Spain passes measures to control Catalonia spending ahead of independence vote
| AFP Photo


Spain will tighten its oversight over spending by Catalonia to prevent the region from using funds to organise a banned independence referendum, Spanish Budget Minister Cristobal Montoro said Friday.

"We are guaranteeing that no payment from that administration goes towards an illegal activity," he told a news conference in a reference to an October 1 secession referendum in Catalonia which Madrid argues violates the constitution.

Montoro said Spain's central government will take over the payments of essential services and public workers' salaries in the wealthy northeastern region which has significant powers over matters such as education and healthcare.

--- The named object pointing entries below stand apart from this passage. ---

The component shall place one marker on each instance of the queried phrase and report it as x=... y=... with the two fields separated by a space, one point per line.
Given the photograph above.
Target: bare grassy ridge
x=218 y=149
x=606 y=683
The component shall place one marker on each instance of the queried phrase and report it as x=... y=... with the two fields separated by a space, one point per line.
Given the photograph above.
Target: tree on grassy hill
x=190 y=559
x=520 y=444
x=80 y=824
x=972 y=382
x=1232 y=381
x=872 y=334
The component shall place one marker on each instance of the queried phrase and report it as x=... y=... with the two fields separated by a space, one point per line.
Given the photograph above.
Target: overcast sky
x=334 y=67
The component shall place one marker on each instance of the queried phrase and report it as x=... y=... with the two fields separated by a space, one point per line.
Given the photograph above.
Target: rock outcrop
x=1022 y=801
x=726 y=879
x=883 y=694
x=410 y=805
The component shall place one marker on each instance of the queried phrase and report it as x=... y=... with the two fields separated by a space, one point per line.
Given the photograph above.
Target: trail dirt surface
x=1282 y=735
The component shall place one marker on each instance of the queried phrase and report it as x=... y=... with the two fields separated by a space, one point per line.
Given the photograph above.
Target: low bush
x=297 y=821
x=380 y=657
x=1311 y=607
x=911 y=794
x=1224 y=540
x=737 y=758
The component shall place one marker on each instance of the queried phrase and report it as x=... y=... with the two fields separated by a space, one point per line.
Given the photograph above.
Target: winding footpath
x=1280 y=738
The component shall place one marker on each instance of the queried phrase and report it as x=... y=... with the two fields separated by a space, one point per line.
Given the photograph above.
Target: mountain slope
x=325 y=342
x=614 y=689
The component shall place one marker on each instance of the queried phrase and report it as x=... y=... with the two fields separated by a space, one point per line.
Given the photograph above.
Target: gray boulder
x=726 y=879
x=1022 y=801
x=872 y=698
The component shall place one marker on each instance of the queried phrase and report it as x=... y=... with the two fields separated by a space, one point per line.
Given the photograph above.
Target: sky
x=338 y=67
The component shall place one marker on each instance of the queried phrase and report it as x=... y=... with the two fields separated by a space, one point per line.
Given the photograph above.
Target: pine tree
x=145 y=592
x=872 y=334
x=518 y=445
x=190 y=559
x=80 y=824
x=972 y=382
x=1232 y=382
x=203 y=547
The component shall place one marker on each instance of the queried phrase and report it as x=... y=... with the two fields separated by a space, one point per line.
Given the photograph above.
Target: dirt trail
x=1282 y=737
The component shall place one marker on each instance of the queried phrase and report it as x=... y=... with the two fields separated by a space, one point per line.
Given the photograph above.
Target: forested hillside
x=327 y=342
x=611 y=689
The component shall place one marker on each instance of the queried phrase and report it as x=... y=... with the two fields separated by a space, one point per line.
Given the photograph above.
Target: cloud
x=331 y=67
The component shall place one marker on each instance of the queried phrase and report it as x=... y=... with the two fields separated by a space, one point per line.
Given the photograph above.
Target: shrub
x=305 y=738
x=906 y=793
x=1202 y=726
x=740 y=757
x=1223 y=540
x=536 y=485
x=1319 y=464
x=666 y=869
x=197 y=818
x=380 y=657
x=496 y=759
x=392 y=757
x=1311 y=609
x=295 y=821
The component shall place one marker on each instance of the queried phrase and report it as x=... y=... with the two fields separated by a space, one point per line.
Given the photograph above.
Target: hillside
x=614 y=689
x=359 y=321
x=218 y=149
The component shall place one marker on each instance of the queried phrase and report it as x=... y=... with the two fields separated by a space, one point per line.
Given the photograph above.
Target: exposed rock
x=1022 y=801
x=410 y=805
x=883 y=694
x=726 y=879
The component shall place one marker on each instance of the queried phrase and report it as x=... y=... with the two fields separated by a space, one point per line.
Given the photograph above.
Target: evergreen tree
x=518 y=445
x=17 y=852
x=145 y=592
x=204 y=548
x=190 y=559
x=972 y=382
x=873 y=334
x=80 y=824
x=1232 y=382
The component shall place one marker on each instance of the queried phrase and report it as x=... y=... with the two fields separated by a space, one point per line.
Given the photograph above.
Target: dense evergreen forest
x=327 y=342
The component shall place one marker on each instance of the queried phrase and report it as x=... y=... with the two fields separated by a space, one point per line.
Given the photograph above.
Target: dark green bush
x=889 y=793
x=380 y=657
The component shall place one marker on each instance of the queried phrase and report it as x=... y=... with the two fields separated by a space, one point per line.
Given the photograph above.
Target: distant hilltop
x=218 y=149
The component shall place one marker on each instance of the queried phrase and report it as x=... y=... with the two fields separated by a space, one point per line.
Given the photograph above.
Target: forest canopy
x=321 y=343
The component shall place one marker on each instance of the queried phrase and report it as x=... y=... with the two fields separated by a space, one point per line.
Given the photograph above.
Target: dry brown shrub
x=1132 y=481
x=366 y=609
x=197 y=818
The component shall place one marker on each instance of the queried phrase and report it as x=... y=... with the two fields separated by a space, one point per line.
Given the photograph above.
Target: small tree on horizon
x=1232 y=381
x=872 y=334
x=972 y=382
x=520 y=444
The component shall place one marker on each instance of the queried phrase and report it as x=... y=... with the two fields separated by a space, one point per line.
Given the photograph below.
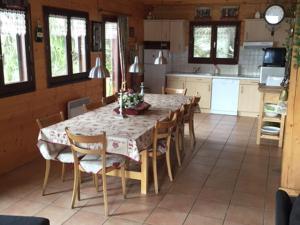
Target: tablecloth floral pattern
x=126 y=136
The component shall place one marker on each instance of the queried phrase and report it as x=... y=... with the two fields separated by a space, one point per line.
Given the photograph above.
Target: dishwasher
x=225 y=96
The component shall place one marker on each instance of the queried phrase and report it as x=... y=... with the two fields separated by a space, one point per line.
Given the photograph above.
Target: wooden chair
x=110 y=99
x=62 y=154
x=95 y=161
x=177 y=132
x=161 y=146
x=92 y=106
x=174 y=91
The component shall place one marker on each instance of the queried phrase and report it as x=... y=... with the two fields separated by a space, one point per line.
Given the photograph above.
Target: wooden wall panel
x=18 y=130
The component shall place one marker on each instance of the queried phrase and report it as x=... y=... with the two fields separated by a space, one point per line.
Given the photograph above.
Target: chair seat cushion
x=22 y=220
x=161 y=146
x=93 y=163
x=65 y=156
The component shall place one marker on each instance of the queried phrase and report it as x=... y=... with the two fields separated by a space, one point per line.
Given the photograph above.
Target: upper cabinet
x=167 y=30
x=257 y=30
x=215 y=42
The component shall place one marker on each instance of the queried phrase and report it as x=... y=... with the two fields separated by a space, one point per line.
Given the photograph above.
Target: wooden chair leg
x=123 y=180
x=154 y=165
x=47 y=172
x=75 y=187
x=96 y=182
x=105 y=193
x=177 y=148
x=169 y=164
x=78 y=188
x=63 y=170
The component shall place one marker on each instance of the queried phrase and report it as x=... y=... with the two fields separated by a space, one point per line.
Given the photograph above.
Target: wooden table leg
x=144 y=172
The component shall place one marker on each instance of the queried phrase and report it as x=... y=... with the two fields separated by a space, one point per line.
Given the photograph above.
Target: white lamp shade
x=98 y=71
x=160 y=60
x=136 y=66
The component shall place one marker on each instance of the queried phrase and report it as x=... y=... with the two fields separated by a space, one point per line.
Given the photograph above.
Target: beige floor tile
x=24 y=208
x=161 y=216
x=201 y=220
x=244 y=215
x=86 y=218
x=209 y=209
x=134 y=212
x=56 y=215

This new system will allow the Spanish state to "replace the region for the majority of essential spending," he added.

Madrid was taking action because Catalonia's regional government has refused to comply with a request made back in July that it provide weekly instead of monthly accounts of its spending to ensure it was not using money to stage the contested referendum, Montoro said.

Catalonia's vice president Oriol Junqueras, who is in charge of budget affairs, sent a letter to Spain's central government saying he would not provide a weekly account of his government's spending.

Madrid in July threatened to cut off Catalonia's access to a credit line known as the Autonomous Liquidity fund that provides extra money to Spain's regional governments unless it met this obligation.

Catalonia has received 67 billion euros ($77.5 billion) from the credit line since it was set up, and is expected to collect 3.6 billion euros from it this year, according to Spain's central government.